Émile Naoumoff, qui joue cette sonate Salle Gaveau, à l’invitation des Concerts de Monsieur Croche, en fait son miel. Il donne l’impression en effet de jouer pour lui, de dilater la durée, et nous offre un Schubert délié, aérien, presque fantomatique parfois, avec des fortissimos soudains et implacables, sans qu’ils soient jamais saturés.

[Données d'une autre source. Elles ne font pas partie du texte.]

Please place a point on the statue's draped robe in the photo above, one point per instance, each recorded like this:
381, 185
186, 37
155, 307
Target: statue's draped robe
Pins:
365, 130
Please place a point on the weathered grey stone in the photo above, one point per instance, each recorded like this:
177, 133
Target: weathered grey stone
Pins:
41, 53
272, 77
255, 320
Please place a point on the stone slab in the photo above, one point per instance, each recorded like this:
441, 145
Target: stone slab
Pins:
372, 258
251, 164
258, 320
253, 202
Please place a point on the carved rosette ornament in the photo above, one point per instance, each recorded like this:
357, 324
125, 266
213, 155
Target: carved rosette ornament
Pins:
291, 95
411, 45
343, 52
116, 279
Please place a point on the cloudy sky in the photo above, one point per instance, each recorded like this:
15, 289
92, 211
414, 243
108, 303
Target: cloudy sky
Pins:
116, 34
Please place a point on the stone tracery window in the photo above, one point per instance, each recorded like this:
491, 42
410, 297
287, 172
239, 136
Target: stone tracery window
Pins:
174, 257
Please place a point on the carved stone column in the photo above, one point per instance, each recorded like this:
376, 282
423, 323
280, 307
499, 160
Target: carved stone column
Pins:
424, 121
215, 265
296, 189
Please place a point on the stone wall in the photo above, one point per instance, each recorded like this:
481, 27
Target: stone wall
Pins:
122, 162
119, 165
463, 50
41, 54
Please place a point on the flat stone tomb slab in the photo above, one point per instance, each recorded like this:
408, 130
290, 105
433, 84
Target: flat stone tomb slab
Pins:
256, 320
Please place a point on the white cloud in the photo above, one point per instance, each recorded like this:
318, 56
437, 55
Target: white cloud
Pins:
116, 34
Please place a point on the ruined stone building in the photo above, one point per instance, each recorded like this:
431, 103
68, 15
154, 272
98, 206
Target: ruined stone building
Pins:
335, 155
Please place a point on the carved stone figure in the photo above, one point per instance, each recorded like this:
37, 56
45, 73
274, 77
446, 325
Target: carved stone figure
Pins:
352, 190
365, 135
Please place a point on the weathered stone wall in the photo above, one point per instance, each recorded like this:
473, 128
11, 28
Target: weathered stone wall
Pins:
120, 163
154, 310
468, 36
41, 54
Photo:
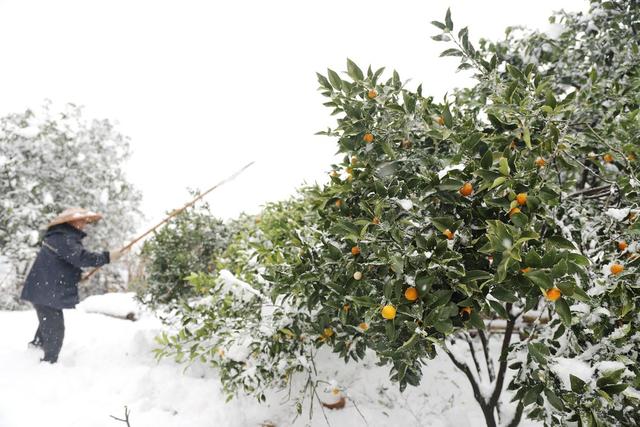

Mais Naoumoff est aussi un pianiste espiègle, qui fait faire à sa main gauche des gestes singuliers, comme si parfois il s’adressait à quelqu’un : à Schubert, qui serait alors son public idéal ? Car Naoumoff se moque bien de faire respirer ceux qui sont venus l’écouter : il enchaîne les mouvements de la sonate de Schubert comme, auparavant, il a fait s’enchaîner sa propre transcription de la Passacaille pour orgue BWV 582 de Bach aux Valses nobles et sentimentales de Ravel, elles aussi ailées comme des souvenirs de valse.

Juxtaposition, variation

On retrouve la terre dans la seconde partie, mais il le faut : les Tableaux d’une exposition n’ont rien de l’illustration éperdue, sans limite, d’une forme ; ils juxtaposent les saynètes à la manière d’un carnaval schumannien, mais d’un carnaval rugueux, démasqué. Émile Naoumoff suit avec zèle l’indication Pesante des « Promenades », s’amuse avec le long trille du « Ballet des poussins dans leur coque », fait résonner tant qu’il peut les « Catacombes ».

Le temps n’est rien pour Émile Naoumoff qui, pour étoffer ce copieux programme, nous fait entendre Bulgarie 1300, un thème de son cru imaginé pour le poème symphonique Bulgaria 1300, suivi ici de trente variations (comme les Goldberg de Bach !). On s’attend à une œuvre immense, mais les variations passent très vite, trop rapides, trop nombreuses, sans qu’on puisse apprécier leur saveur modale ou regretter qu’au moment où elles vont effleurer le jazz elles ne le rencontrent jamais. Mais sans doute la forme de la variation lui convient-elle car elle permet de ne pas ressembler à ces compositeurs « qui ont de belles idées et qui mettent des transitions entre les idées pour que ça fasse forme », comme il le dit lui-même.

Chauve, souriant, le corps à la fois long et rond, Émile Naoumoff fait partie de ces pianistes singuliers qui ont une histoire, comme tous ceux conviés par Monsieur Croche. Il avoue à la fin : « Je ne veux pas vous quitter », nous offre encore le premier des Impromptus op. 117 de Brahms et, pour finir, une improvisation de son cru. Histoire de nous rappeler que le temps pour lui n’est rien.

Illustration : Émile Naoumoff par Frédéric Reglain

J.-S. Bach : Passacaille BWV 582 (transcription d’Émile Naoumoff), Ravel : Valses nobles et sentimentales, Schubert : Sonate en si bémol majeur D 960, Moussorgski : Les Tableaux d’une exposition, Naoumouff : Bulgarie 1300. Émile Naoumoff, piano. Salle Gaveau, 22 janvier 2020.